Over a century of selection produced a very sound, sensible animal with good bone and substance, great stamina and an uncanny jumping ability. It is these qualities that, when crossed with the Thoroughbred, produced the world renowned Irish Hunter. This cross is now known as the Irish Sport Horse, and representatives are winning gold medals and grand prix all over the world.

The Irish Draught's movement is smooth and free but without exaggeration and not heavy or ponderous. They may be of any strong whole colour, including grey. White legs, above the knees or hocks are not desirable. Their bones should be good and strong. Stallions average size is approximately 15.3 hands to 16.3 hands. Mares average size is 15.1 approximately hands to 16.1 hands.
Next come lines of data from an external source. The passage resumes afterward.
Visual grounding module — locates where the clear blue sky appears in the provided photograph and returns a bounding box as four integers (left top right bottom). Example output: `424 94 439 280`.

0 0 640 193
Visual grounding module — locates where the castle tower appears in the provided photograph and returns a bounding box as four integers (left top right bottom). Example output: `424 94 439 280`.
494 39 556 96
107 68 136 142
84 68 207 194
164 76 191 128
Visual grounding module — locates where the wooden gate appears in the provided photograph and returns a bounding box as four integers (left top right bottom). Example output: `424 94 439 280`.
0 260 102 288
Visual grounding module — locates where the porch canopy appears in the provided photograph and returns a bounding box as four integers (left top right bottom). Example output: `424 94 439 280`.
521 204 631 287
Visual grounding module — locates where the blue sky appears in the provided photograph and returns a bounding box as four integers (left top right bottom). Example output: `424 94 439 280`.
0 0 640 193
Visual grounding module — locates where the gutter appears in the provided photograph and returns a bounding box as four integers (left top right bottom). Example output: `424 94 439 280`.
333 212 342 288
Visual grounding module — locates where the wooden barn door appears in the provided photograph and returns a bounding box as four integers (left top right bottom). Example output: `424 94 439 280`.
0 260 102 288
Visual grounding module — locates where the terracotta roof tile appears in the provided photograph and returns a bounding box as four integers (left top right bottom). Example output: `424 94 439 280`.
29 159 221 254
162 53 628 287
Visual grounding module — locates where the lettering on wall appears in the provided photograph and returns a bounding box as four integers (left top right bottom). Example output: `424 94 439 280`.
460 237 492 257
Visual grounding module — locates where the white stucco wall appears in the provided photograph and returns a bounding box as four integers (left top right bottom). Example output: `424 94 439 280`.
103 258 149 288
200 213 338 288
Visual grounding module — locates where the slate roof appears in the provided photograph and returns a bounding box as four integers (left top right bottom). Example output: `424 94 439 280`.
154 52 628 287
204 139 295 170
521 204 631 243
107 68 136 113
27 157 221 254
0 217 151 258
While every family of Irish Draughts has produced noteworthy show jumpers and eventers, maybe none has done this more consistently than King of Diamonds. This chestnut stallion was by Errigal out of Ruby. He ranked seventh as a sire of show jumpers in world rankings from 1990 to 1995. The international show jumpers Special Envoy, Mill Pearl and Millstreet Ruby are by King of Diamonds. Even though King of Diamonds has sadly passed away, he has left behind a number of sons who are consistently producing world class jumpers. His influence will be felt for many years to come.

The bay stallion Clover Hill by Golden Beaker was ranked sixteenth as a sire of show jumpers in world rankings from 1990 to 1995. Some of his world class progeny include Cagney, Skyview, and Flo Jo. He continues to produce jumpers today and will no doubt have an influence on sport horse breeding for many more years.